Tod’s eyes were glued on her. Bill Whitney called out Bravo. Sophie, kneeling before Helen in her furbelows, made a charming tableau.

“It is good acting, Tod,” I said in his ear.

He turned sharply. But instead of cuffing me into next week, he just sent his eyes straight out to mine.

“Do you call it acting?”

“I am sure it is. But not for you.”

“You are bold, Mr. Johnny.”

But I could tell by the subdued tone and the subdued manner, that his own doubts had been at last awakened whether or not it was acting.

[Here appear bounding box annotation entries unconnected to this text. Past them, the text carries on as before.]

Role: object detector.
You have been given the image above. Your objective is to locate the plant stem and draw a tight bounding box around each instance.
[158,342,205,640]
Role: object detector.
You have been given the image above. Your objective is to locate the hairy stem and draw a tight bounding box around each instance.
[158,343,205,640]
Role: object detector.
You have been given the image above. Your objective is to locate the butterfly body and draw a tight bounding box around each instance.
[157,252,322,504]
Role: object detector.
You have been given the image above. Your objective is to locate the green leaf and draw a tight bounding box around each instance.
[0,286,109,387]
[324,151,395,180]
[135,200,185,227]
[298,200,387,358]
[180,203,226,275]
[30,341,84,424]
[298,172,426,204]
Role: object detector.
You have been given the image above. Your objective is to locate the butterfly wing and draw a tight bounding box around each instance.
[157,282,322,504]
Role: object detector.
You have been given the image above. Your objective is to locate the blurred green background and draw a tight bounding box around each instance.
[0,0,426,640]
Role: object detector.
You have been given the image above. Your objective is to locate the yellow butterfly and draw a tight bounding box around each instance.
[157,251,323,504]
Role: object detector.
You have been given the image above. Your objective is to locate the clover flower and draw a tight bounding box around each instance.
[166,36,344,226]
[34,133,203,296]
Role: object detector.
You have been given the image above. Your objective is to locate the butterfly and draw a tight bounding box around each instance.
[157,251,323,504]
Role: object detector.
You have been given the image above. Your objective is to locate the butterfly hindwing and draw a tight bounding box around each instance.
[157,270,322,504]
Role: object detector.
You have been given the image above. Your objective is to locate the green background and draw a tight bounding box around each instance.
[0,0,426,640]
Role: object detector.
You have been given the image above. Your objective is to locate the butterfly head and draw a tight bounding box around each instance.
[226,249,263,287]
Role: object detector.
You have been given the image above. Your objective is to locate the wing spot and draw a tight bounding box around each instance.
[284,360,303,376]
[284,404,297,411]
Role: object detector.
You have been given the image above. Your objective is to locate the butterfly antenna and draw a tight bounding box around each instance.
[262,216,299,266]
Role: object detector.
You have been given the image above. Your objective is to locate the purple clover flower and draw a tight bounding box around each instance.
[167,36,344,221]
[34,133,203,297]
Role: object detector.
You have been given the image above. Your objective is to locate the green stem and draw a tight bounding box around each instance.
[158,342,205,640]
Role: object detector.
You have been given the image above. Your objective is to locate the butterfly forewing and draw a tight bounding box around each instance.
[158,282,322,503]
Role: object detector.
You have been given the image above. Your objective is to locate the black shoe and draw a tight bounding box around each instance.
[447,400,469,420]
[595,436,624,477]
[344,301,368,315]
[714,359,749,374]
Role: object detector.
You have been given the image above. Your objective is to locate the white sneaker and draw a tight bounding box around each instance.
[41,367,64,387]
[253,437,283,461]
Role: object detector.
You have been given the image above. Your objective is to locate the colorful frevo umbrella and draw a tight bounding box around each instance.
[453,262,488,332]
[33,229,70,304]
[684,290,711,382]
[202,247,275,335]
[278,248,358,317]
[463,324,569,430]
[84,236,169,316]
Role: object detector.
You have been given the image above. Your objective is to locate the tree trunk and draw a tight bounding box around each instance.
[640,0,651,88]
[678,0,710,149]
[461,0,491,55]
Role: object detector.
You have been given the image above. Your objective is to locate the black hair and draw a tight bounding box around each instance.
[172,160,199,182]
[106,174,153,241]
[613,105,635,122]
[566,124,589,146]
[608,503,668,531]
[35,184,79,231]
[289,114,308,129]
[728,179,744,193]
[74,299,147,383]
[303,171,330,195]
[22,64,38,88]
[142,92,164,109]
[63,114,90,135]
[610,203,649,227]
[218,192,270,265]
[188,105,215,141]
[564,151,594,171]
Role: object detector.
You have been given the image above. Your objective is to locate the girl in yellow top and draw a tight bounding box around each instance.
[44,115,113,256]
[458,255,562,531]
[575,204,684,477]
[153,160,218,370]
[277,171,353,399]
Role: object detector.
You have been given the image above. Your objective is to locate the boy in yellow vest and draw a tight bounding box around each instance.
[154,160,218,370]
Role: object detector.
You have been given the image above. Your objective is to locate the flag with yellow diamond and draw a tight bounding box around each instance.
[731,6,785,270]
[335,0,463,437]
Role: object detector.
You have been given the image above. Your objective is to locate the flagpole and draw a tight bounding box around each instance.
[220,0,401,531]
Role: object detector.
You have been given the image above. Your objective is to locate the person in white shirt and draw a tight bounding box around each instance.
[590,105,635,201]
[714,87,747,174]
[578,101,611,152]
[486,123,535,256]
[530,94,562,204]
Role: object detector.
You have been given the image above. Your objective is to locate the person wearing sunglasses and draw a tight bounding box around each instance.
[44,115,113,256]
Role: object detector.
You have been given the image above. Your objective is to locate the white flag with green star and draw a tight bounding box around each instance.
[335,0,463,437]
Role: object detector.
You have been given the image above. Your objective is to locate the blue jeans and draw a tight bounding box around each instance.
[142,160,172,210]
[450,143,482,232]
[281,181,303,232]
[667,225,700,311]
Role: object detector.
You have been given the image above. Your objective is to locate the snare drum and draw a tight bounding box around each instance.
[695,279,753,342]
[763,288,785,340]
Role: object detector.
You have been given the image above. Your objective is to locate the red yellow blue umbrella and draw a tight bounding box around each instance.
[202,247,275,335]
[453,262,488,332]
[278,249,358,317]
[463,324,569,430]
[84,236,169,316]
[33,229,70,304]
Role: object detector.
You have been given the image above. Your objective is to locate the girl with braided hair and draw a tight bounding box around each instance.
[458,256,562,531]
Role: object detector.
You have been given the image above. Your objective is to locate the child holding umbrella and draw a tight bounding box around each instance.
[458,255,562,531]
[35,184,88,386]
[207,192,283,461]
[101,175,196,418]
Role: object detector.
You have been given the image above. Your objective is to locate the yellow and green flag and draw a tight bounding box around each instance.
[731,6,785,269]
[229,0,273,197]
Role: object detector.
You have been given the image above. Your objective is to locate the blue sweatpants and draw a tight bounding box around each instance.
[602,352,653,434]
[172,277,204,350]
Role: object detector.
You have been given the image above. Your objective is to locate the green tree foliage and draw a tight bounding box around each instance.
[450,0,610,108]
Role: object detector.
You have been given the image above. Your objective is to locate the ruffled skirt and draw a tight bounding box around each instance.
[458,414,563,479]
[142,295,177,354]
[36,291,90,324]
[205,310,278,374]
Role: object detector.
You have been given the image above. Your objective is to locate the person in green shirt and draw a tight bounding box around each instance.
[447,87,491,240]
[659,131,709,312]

Lady Whitney came sailing downstairs, a blaze of yellow satin; her face, with flurry, like a peony. She could hardly say a word of thanks for the pearls, for her wits had gone wool-gathering. When she was last at Court herself, Bill was a baby in long-clothes. We went out with them to the carriage; the lady’s-maid taking at least five minutes to settle the trains: and Bill said he hoped the eyes at the windows all round enjoyed the show. The postillion—an unusual sight in London—and the two men behind wore their state liveries, white and crimson; their bouquets bigger than cabbages.

“You will dance with me the first dance to-night?” Tod whispered to Sophie Chalk, as they were going in after watching the carriage away.